On s'est installé sur la gauche de l'appareil, sur les conseils de François Doré pour avoir la vue lors de la descente sur Louhangprabang mais on est assez déssus car on ne voit pas de choses si extraordinaire. Il y a tout de même un beau paysage avec un survol du Mécong.

Louhangprabang

Une fois à terre, il y a un mini-bus qui nous attend directement presque sur la piste, avant le batiment de l'aérogare.

Il y a deux types qui nous attendent. Je me rebiffe un peu car la première chose qu'il nous dise c'est pour nous demander de l'argent pour les formalités de police. Cela me donne vraiment l'impression d'un racket, alors je ne réagis pas très bien et on ne s'adresse pas beaucoup la parole pendant le trajet qui suit. En fait cela s'avèrera ne pas être les préposés à l'accueil des touristes et c'est pour cela qu'ils ont moins l'habitude de faire des frais. Ils sont tout de même allés gentiment faire nos formalités à notre place.

Ils nous conduisent jusqu'à la vieille ville et notre hotel. La vieille ville se trouve autour d'une petite colline avec à son sommet quelques temples. Pour y accèder ill faut passer un petit pont sur un affluent du Mécong qui nous sépare de la ville moderne que l'on entend vaguement au loin.

A peine arrivés nos deux guides disparaissent, ce qui contribuent à m'en donner une mauvaise image car en principe nous avons payé pour avoir la voiture à disposition pendant une demi-journée.
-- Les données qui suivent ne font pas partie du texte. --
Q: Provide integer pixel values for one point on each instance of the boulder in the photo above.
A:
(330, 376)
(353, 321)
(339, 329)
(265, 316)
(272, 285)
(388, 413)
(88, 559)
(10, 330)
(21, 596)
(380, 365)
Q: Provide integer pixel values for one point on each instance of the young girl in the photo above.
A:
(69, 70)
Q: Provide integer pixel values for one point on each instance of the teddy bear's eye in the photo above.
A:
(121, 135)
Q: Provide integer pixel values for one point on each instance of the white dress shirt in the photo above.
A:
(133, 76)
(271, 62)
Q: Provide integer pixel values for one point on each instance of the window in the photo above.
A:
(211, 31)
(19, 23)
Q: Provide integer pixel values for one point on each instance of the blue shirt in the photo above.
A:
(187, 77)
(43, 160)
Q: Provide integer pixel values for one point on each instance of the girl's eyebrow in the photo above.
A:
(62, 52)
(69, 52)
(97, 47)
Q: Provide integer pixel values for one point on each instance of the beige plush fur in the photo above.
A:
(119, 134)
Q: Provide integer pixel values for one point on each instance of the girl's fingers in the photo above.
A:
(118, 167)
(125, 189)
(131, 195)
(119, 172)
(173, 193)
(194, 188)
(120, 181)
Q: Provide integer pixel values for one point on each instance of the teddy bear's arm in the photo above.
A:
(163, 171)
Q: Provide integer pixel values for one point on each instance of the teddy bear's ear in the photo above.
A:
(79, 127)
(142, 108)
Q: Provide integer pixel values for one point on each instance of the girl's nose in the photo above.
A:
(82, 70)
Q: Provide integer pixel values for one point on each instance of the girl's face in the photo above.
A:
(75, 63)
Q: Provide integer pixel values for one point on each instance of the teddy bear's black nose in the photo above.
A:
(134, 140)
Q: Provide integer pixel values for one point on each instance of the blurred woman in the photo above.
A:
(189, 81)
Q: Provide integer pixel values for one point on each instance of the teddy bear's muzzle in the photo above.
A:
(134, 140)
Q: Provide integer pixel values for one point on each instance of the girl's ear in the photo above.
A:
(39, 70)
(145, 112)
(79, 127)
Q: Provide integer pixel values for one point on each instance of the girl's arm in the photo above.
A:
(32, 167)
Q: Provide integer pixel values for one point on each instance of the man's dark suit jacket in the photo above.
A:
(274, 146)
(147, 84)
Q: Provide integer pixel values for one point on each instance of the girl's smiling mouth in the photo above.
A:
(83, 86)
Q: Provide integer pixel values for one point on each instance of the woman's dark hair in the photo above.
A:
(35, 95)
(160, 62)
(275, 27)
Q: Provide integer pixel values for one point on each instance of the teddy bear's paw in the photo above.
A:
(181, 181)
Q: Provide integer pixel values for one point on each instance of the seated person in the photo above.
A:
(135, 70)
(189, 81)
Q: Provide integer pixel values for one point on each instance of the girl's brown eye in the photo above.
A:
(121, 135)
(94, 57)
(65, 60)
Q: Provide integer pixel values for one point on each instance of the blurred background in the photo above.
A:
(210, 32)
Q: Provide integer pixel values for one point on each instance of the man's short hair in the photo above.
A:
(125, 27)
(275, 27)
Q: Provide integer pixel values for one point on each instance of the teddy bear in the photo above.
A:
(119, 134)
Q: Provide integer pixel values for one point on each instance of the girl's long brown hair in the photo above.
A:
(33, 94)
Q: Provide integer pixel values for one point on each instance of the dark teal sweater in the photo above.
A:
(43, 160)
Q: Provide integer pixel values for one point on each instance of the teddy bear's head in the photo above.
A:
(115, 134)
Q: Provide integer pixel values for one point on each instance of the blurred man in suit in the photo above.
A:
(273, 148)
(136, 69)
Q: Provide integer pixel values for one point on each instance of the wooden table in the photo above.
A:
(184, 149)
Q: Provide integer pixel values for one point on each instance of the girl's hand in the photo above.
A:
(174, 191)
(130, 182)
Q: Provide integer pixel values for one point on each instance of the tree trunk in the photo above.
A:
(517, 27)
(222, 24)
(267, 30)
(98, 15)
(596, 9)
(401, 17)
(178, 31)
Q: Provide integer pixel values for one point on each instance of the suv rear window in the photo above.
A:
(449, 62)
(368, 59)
Pierre nous hèle du balcon du premier étage de l'hotel Villa Princesse Cela fait plaisir de le voir. Il est en train de déjeuner sur le balcon avec son associé Dominique Freche. On monte faire une petite papote avec eux. On a une vue imprenable sur la rue principale de Luhanpraban et on est tout de suite pris dans le charme de la ville, avec cette ambiance paisible. A peine troublée par de très rares automobiles;

Puis on redescend parler dans le hall de l'hotel car Pierre et Dominique y ont rendez vous avec Manilla Vincent, la femme donc de ce français qui s'est fait mitraillé il y a deux semaines. Mais à 5h elle n'est toujours pas là pour un rendez vous en principe à 4h. Du coup on abandonne et on se propose de faire un petit tour à pied de la ville. On passe d'abord devant le palais royal qui est un peu plus loin que notre hotel dans la rue principale. Puis on revient en longeant la berge du Mécong. Ici il est beaucoup moins large qu'à Pnom-Penh. Les rives sont bordées d'arbres très agréables.

Pendant que Dominique et Pierre rentrent à l'hotel nous retournons avec Isabelle devant le palais royal pour monter en haut du Mont Phousi

Mont Phousi C'est cette colline qui forme le centre de la vieille ville. On monte par une série d'escaliers en pierre.

En haut on trouve deux petits temples et les restes d'une vieille mitrailleuse. Qui devait être très bien placée car d'ici on a une vue superbe sur le fleuve et sur la ville. En fait la vieille ville est enchassée dans la presqu'il que forme le Mécong et un de ses affluents. Il y a un beau soleil qui ne va pas tarder à se coucher. Isabelle prend des photos. On n'attend pas le coucher de soleil car de toute facon il sera perdu dans la végétation. On se rend bien compte d'ici du calme qui règne dans cette ville et à quel point elle est petite au moins pour la vieille ville. Car on entend bien au loin le contraste du bruit des grues et des moteurs au loin qui viennent de la ville moderne. Mais qui ne parviennent pas à couvrir le chant des coqs et les cris des enfants de la vieille ville.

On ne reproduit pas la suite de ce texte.